La gelida obiettività e il cinismo con cui Machiavelli descriveva il comportamento freddo, razionale ed eventualmente spietato che un capo di Stato deve mettere in atto, hanno fatto pensare molto i critici, che avevano anche a che fare con l'altra grande opera di Machiavelli, i Discorsi sopra la prima deca di Tito Livio (1519), l'opera in cui Machiavelli mostra tutta la sua propensione verso una forma di governo repubblicana. Infatti, un grande repubblicano come Machiavelli avrebbe potuto avere come vero scopo, nel Principe, quello di mettere a nudo le atrocità compiute dai principi dell'epoca, a vantaggio del popolo, che in tal modo potrebbe difendersi. Oppure voleva soltanto entrare nelle grazie del duca Medici per ottenere un qualche posto di prestigio nel governo di Firenze, dal quale era stato cacciato con il ritorno dei Medici al potere durante le guerre d'Italia.
Il rapporto complicato, se così si può definire, tra verità e potere è una questione che ancora oggi fa pensare. Come Andreotti, molti politici italiani e non, contemporanei e antichi hanno potuto narrare la loro storia di vincitori, mettendo a tacere le voci dell'opposizione che invece voleva raccontare una storia del tutto diversa.
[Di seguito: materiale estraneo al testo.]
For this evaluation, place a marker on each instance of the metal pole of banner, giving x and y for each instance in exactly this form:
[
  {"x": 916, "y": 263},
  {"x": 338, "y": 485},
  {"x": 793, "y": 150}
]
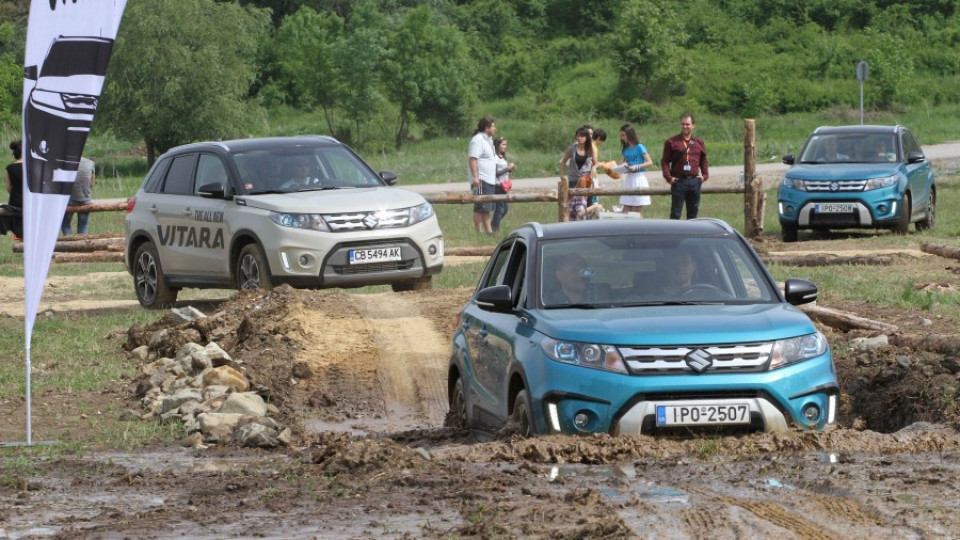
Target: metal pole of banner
[{"x": 29, "y": 414}]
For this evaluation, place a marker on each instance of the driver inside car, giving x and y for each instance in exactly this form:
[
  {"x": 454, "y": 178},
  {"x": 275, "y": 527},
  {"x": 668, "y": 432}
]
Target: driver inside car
[
  {"x": 301, "y": 177},
  {"x": 681, "y": 272}
]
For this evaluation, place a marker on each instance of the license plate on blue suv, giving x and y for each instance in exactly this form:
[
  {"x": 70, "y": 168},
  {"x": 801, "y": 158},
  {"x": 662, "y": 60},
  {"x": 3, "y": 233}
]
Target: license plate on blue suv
[
  {"x": 835, "y": 208},
  {"x": 374, "y": 255},
  {"x": 703, "y": 414}
]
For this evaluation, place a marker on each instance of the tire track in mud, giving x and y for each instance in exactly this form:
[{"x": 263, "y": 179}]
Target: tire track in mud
[{"x": 413, "y": 358}]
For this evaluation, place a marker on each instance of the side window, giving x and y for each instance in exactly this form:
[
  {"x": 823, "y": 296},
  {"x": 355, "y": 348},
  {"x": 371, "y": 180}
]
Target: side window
[
  {"x": 211, "y": 170},
  {"x": 180, "y": 177},
  {"x": 152, "y": 184},
  {"x": 910, "y": 144},
  {"x": 496, "y": 266}
]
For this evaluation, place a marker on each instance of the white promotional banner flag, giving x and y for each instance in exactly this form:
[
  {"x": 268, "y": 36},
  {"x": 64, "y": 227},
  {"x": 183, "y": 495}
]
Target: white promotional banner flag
[{"x": 68, "y": 47}]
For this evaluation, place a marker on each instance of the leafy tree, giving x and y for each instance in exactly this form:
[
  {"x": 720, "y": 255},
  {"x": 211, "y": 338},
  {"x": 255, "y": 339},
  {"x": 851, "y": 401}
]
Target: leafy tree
[
  {"x": 306, "y": 47},
  {"x": 361, "y": 56},
  {"x": 428, "y": 74},
  {"x": 651, "y": 58},
  {"x": 181, "y": 71}
]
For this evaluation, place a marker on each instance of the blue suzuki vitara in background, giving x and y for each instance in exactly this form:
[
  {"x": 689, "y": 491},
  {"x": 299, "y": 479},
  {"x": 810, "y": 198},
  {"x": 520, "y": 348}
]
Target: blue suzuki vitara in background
[
  {"x": 631, "y": 327},
  {"x": 866, "y": 177}
]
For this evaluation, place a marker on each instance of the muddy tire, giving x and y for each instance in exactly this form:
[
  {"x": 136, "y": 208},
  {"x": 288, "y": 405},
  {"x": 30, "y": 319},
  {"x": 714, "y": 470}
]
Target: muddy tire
[
  {"x": 930, "y": 219},
  {"x": 148, "y": 280},
  {"x": 903, "y": 222},
  {"x": 457, "y": 418},
  {"x": 420, "y": 284},
  {"x": 522, "y": 415},
  {"x": 252, "y": 270},
  {"x": 789, "y": 233}
]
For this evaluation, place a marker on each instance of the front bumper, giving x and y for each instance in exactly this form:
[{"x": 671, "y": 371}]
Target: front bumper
[
  {"x": 312, "y": 259},
  {"x": 627, "y": 404},
  {"x": 879, "y": 208}
]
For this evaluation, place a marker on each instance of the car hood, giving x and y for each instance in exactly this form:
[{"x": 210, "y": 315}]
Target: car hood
[
  {"x": 850, "y": 171},
  {"x": 335, "y": 201},
  {"x": 675, "y": 325}
]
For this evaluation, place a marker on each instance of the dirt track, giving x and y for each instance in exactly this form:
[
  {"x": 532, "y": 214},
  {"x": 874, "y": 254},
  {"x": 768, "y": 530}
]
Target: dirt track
[{"x": 362, "y": 377}]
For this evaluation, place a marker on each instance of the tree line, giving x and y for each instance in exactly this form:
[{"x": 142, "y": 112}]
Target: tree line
[{"x": 186, "y": 70}]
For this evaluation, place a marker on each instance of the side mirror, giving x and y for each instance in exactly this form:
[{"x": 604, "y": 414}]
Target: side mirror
[
  {"x": 213, "y": 190},
  {"x": 498, "y": 299},
  {"x": 799, "y": 291},
  {"x": 389, "y": 177}
]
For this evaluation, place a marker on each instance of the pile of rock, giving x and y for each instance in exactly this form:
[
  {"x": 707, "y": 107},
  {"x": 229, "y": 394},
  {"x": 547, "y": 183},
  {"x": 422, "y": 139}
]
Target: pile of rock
[{"x": 208, "y": 391}]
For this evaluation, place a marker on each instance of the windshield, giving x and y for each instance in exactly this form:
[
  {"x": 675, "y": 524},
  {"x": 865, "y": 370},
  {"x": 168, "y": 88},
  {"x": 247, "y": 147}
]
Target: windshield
[
  {"x": 851, "y": 148},
  {"x": 77, "y": 57},
  {"x": 634, "y": 270},
  {"x": 303, "y": 168}
]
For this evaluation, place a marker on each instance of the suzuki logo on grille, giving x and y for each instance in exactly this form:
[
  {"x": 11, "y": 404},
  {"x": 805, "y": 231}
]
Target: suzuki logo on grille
[
  {"x": 370, "y": 221},
  {"x": 699, "y": 360}
]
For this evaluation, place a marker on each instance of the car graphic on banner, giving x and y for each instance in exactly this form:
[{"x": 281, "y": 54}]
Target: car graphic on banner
[{"x": 60, "y": 109}]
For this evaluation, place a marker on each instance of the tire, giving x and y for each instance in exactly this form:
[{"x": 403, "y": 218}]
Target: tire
[
  {"x": 789, "y": 233},
  {"x": 148, "y": 280},
  {"x": 420, "y": 284},
  {"x": 252, "y": 270},
  {"x": 457, "y": 418},
  {"x": 929, "y": 221},
  {"x": 522, "y": 415},
  {"x": 903, "y": 222}
]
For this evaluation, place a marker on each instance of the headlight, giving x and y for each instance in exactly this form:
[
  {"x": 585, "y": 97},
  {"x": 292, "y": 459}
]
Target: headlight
[
  {"x": 798, "y": 349},
  {"x": 420, "y": 213},
  {"x": 591, "y": 355},
  {"x": 877, "y": 183},
  {"x": 792, "y": 183},
  {"x": 313, "y": 222}
]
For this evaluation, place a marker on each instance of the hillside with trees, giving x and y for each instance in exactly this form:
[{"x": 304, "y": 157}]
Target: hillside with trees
[{"x": 382, "y": 73}]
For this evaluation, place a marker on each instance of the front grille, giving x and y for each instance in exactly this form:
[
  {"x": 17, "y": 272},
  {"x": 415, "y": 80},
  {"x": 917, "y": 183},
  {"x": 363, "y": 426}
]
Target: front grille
[
  {"x": 834, "y": 185},
  {"x": 362, "y": 221},
  {"x": 393, "y": 266},
  {"x": 743, "y": 357}
]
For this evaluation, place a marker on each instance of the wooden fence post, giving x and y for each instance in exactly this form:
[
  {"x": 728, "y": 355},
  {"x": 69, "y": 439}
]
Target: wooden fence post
[
  {"x": 563, "y": 200},
  {"x": 752, "y": 192}
]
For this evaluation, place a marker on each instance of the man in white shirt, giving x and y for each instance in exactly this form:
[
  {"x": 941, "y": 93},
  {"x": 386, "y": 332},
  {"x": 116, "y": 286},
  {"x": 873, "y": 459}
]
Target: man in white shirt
[{"x": 482, "y": 172}]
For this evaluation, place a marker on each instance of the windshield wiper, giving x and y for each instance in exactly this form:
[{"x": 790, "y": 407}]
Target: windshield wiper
[{"x": 574, "y": 306}]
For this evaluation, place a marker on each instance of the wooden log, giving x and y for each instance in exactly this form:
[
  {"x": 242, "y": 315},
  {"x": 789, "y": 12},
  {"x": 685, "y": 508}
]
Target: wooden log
[
  {"x": 469, "y": 198},
  {"x": 82, "y": 245},
  {"x": 828, "y": 260},
  {"x": 938, "y": 343},
  {"x": 95, "y": 256},
  {"x": 469, "y": 251},
  {"x": 844, "y": 321},
  {"x": 941, "y": 250}
]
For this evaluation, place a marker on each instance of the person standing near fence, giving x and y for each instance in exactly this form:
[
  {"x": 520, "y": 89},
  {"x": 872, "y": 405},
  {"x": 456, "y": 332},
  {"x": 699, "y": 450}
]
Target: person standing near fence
[
  {"x": 504, "y": 184},
  {"x": 635, "y": 160},
  {"x": 86, "y": 178},
  {"x": 578, "y": 160},
  {"x": 482, "y": 170},
  {"x": 684, "y": 166}
]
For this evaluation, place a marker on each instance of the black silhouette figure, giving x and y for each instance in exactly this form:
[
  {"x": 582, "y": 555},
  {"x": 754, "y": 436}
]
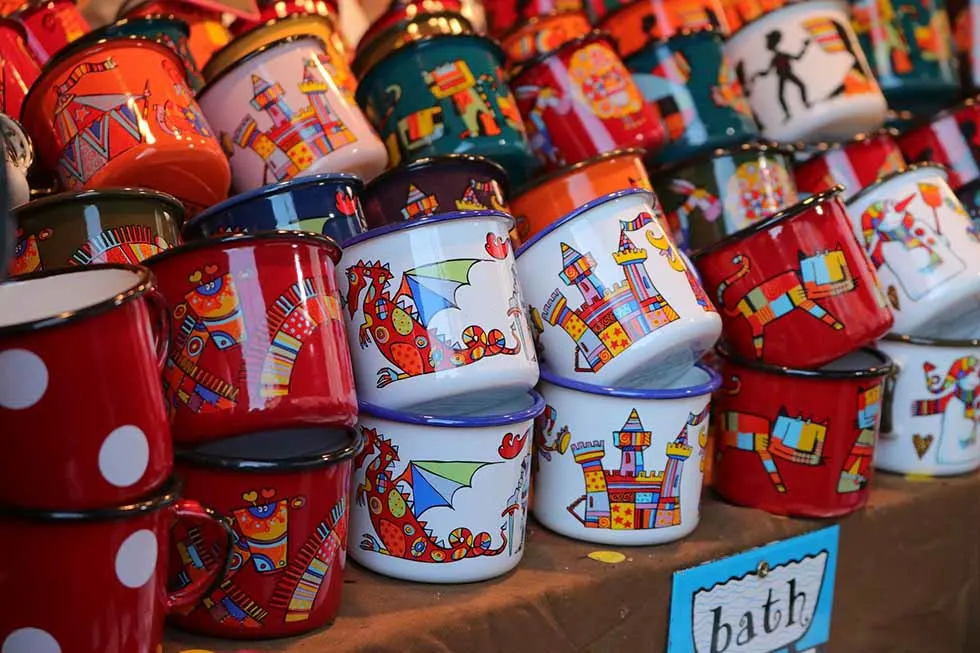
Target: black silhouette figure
[{"x": 782, "y": 65}]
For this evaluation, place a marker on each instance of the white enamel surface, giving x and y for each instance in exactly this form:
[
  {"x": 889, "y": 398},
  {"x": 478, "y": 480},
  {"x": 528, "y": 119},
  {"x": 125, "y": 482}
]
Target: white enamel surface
[
  {"x": 227, "y": 103},
  {"x": 495, "y": 502},
  {"x": 581, "y": 418},
  {"x": 492, "y": 300},
  {"x": 820, "y": 72},
  {"x": 36, "y": 299},
  {"x": 938, "y": 292},
  {"x": 933, "y": 431},
  {"x": 661, "y": 355}
]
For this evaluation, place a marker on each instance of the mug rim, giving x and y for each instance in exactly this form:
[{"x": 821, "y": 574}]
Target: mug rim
[
  {"x": 416, "y": 164},
  {"x": 423, "y": 419},
  {"x": 159, "y": 499},
  {"x": 768, "y": 222},
  {"x": 701, "y": 389},
  {"x": 895, "y": 174},
  {"x": 305, "y": 237},
  {"x": 887, "y": 364},
  {"x": 323, "y": 458},
  {"x": 405, "y": 225},
  {"x": 264, "y": 192},
  {"x": 588, "y": 206},
  {"x": 577, "y": 167},
  {"x": 144, "y": 283}
]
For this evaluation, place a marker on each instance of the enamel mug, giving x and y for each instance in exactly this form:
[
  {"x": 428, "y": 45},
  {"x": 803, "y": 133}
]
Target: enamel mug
[
  {"x": 804, "y": 73},
  {"x": 443, "y": 497},
  {"x": 924, "y": 249},
  {"x": 280, "y": 114},
  {"x": 612, "y": 301},
  {"x": 434, "y": 312},
  {"x": 622, "y": 466}
]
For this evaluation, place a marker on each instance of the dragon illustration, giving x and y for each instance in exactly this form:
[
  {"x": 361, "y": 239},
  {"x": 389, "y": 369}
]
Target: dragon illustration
[{"x": 397, "y": 503}]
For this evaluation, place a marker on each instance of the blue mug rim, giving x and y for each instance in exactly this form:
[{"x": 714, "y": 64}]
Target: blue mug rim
[
  {"x": 712, "y": 384},
  {"x": 504, "y": 419},
  {"x": 422, "y": 222},
  {"x": 568, "y": 217}
]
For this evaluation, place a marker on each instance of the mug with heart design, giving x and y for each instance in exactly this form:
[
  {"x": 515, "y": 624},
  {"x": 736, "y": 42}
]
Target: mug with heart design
[
  {"x": 930, "y": 416},
  {"x": 116, "y": 560}
]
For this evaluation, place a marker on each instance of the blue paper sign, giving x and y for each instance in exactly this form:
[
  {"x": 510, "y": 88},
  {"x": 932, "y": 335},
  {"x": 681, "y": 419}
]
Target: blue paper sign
[{"x": 774, "y": 599}]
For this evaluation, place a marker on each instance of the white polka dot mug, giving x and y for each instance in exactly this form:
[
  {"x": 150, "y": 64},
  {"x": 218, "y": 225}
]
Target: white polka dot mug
[
  {"x": 110, "y": 565},
  {"x": 81, "y": 402}
]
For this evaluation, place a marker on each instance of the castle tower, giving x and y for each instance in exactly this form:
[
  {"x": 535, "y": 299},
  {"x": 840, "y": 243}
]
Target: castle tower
[
  {"x": 632, "y": 439},
  {"x": 579, "y": 272},
  {"x": 589, "y": 455},
  {"x": 270, "y": 98}
]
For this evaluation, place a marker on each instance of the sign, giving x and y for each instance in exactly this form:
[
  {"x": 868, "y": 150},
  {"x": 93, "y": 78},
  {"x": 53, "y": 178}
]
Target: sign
[{"x": 774, "y": 599}]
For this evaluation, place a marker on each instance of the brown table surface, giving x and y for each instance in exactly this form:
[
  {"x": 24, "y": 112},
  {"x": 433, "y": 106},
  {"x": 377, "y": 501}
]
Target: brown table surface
[{"x": 908, "y": 579}]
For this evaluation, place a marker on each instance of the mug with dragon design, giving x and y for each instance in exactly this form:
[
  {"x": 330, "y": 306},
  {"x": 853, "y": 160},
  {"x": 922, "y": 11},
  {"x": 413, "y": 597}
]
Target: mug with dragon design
[
  {"x": 284, "y": 495},
  {"x": 407, "y": 519},
  {"x": 929, "y": 423},
  {"x": 806, "y": 450},
  {"x": 257, "y": 340},
  {"x": 796, "y": 289}
]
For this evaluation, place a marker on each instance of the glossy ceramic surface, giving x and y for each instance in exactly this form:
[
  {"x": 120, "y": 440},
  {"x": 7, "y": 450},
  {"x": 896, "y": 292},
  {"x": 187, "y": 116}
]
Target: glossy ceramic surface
[
  {"x": 691, "y": 85},
  {"x": 910, "y": 49},
  {"x": 556, "y": 194},
  {"x": 710, "y": 197},
  {"x": 171, "y": 149},
  {"x": 281, "y": 114},
  {"x": 802, "y": 69},
  {"x": 807, "y": 450},
  {"x": 478, "y": 534},
  {"x": 622, "y": 467},
  {"x": 91, "y": 227},
  {"x": 285, "y": 496},
  {"x": 258, "y": 341},
  {"x": 924, "y": 248},
  {"x": 796, "y": 289},
  {"x": 430, "y": 358},
  {"x": 447, "y": 95},
  {"x": 324, "y": 204},
  {"x": 853, "y": 164},
  {"x": 441, "y": 184},
  {"x": 612, "y": 301},
  {"x": 106, "y": 441},
  {"x": 118, "y": 558}
]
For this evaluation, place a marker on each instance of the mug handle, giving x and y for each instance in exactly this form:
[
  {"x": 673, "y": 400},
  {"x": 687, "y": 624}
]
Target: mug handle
[{"x": 192, "y": 511}]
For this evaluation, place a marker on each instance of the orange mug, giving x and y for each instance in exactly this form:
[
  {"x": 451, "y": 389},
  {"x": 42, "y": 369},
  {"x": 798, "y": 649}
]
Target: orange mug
[
  {"x": 548, "y": 198},
  {"x": 119, "y": 113}
]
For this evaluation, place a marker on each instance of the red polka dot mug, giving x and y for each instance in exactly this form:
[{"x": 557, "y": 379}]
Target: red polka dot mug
[{"x": 81, "y": 404}]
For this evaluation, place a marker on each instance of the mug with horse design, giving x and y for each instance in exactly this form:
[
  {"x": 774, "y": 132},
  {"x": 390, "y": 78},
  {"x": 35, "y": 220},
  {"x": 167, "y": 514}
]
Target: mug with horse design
[{"x": 796, "y": 289}]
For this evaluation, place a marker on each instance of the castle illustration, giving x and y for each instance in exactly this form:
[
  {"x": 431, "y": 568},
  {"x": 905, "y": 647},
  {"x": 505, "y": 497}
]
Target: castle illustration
[
  {"x": 630, "y": 498},
  {"x": 611, "y": 319},
  {"x": 297, "y": 138}
]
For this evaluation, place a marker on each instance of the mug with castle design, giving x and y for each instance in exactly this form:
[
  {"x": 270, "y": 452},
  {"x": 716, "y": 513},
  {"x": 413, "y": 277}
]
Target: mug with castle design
[
  {"x": 622, "y": 466},
  {"x": 797, "y": 288},
  {"x": 806, "y": 450},
  {"x": 930, "y": 412},
  {"x": 802, "y": 69},
  {"x": 925, "y": 250}
]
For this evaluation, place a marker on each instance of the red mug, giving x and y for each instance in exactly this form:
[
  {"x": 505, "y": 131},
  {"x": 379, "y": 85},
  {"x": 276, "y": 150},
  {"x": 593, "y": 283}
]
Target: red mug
[
  {"x": 81, "y": 402},
  {"x": 284, "y": 495},
  {"x": 110, "y": 566},
  {"x": 258, "y": 337},
  {"x": 798, "y": 442},
  {"x": 796, "y": 289}
]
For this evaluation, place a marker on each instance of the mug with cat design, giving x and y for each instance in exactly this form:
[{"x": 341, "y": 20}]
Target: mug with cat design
[
  {"x": 924, "y": 248},
  {"x": 930, "y": 413}
]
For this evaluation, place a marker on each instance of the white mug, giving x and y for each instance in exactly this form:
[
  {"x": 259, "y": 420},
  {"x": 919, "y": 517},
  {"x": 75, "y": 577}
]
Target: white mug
[
  {"x": 931, "y": 409},
  {"x": 924, "y": 248}
]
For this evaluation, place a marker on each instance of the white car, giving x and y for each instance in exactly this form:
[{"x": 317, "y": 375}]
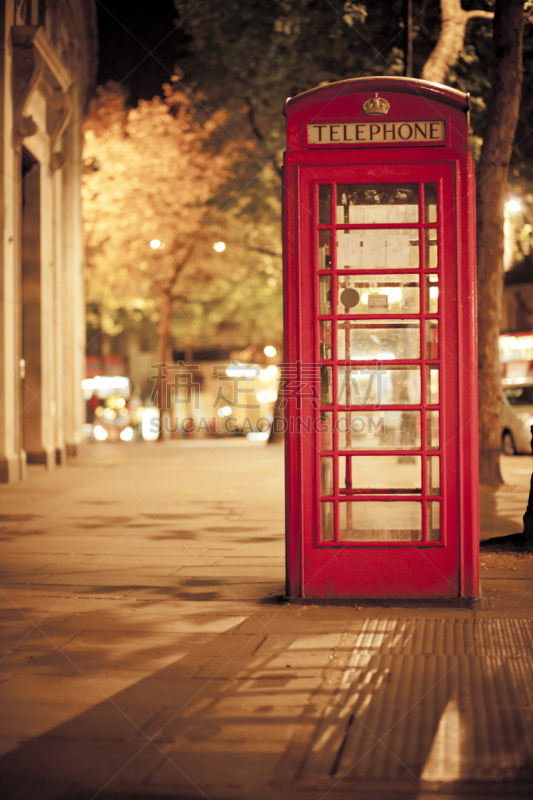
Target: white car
[{"x": 517, "y": 416}]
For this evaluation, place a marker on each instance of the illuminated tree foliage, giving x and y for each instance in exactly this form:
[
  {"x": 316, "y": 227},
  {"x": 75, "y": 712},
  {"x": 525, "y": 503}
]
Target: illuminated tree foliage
[{"x": 151, "y": 176}]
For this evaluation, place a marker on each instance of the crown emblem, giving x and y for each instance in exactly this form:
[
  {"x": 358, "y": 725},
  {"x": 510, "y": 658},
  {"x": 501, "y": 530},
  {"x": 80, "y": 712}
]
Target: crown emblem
[{"x": 375, "y": 106}]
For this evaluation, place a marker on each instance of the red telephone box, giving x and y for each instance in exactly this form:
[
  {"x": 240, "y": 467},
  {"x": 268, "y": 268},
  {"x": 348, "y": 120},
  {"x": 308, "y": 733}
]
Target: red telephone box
[{"x": 380, "y": 381}]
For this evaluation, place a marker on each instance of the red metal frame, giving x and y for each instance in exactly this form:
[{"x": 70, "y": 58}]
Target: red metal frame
[{"x": 448, "y": 567}]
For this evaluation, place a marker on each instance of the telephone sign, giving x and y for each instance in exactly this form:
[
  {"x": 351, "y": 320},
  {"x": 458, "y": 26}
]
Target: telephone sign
[{"x": 379, "y": 259}]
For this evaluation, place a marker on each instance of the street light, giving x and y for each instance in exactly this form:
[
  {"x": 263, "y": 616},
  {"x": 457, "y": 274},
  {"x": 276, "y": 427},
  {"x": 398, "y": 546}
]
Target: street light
[{"x": 513, "y": 206}]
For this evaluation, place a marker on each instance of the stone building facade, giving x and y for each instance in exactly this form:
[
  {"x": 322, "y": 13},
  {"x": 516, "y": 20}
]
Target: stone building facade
[{"x": 48, "y": 72}]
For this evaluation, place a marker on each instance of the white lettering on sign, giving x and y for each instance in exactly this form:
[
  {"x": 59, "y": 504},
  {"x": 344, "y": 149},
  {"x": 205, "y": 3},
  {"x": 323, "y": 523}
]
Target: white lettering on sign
[{"x": 354, "y": 133}]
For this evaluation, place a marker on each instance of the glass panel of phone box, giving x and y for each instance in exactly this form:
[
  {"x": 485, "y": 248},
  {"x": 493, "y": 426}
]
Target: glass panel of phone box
[{"x": 372, "y": 319}]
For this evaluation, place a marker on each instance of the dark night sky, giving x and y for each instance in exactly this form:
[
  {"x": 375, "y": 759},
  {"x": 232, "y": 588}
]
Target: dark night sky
[{"x": 120, "y": 24}]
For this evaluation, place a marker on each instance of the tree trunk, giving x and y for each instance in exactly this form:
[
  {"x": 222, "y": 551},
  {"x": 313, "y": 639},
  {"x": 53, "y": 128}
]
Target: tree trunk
[
  {"x": 451, "y": 39},
  {"x": 165, "y": 358},
  {"x": 491, "y": 189}
]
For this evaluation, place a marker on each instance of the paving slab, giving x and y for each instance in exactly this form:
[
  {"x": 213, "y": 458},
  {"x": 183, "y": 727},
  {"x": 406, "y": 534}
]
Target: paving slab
[{"x": 147, "y": 652}]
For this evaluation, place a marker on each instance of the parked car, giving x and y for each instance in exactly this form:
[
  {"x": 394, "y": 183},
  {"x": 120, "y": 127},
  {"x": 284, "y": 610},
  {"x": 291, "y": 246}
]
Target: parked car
[{"x": 517, "y": 416}]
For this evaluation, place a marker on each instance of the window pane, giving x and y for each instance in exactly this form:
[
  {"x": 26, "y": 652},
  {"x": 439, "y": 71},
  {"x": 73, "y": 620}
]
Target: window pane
[
  {"x": 326, "y": 349},
  {"x": 430, "y": 202},
  {"x": 377, "y": 249},
  {"x": 379, "y": 294},
  {"x": 326, "y": 393},
  {"x": 432, "y": 338},
  {"x": 327, "y": 522},
  {"x": 382, "y": 340},
  {"x": 380, "y": 521},
  {"x": 324, "y": 205},
  {"x": 325, "y": 294},
  {"x": 433, "y": 430},
  {"x": 432, "y": 385},
  {"x": 433, "y": 475},
  {"x": 383, "y": 474},
  {"x": 326, "y": 472},
  {"x": 326, "y": 430},
  {"x": 368, "y": 386},
  {"x": 432, "y": 294},
  {"x": 324, "y": 249},
  {"x": 379, "y": 430},
  {"x": 434, "y": 521},
  {"x": 369, "y": 204},
  {"x": 432, "y": 261}
]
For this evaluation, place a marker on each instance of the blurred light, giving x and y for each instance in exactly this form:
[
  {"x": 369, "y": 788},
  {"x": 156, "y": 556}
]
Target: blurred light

Michel Foucault (1926-1984) nel suo corso del 1976 al Collège de France intitolato Bisogna difendere la Società ci offre una critica radicale del potere inteso solo come sovranità e nell'intento di andare ad analizzare come effettivamente il potere si muova nella società, teorizza la cosiddetta "storia della guerra fra le razze". La storia, dice Foucault, è storia di guerra continua tra gruppi d'interesse diversi; entrambi i gruppi hanno una propria narrazione. Il gruppo che riuscirà a prevalere sull'altro, con la violenza e il sangue degli ormai oppressi, si "guadagnerà" il diritto a raccontare la storia a suo piacimento, per così dire: è il caso delle grandi monarchie assolutistiche dell'età moderna, ad esempio, che fanno derivare il loro potere direttamente da Dio. Allora il contro-potere (ad esempio, nel '600, i parlamentaristi nell'Inghilterra o la nobiltà in Francia) realizza una contro-narrazione genealogica, andando a ricercare le reali origini del potere vigente: il sangue, la guerra, la morte. Gli oppositori allora raccontano un'altra storia, opposta alla storia dominante, celebrativa, utile allo scardinamento di questo potere sovrano.
Ogni potere che si dica "legittimo" necessita di una narrazione glorificante affinché si continui a percepirlo come tale, e questa narrazione è un'auto-narrazione falsata dagli interessi in ballo: si pensi, ad esempio, all'Eneide, scritta da Virgilio con l'intenzione di celebrare Augusto e la sua famiglia, la gens Iulia, riconducendo le origini di quest'ultima al grande eroe troiano Enea, fondatore di Roma.
«Voglio dire questo: in una società come la nostra – ma in fondo in qualsiasi società – molteplici relazioni di potere attraversano, caratterizzano, costituiscono il corpo sociale. Queste relazioni di potere non possono dissociarsi, né stabilirsi, né funzionare senza una produzione, un'accumulazione, una circolazione, un funzionamento del discorso vero. Non c'è esercizio del potere senza una certa economia dei discorsi di verità che funzioni in – a partire da e attraverso – questo potere. Siamo sottomessi dal potere alla produzione della verità e non possiamo esercitare il potere che attraverso la produzione della verità**.
* - Il principe, XV capitolo, da https://letteritaliana.weebly.com/
** - Bisogna difendere la società, corso del 14 gennaio 1976, Saggi Universale Economica, Giangiacomo Feltrinelli Editore, Milano, 2010.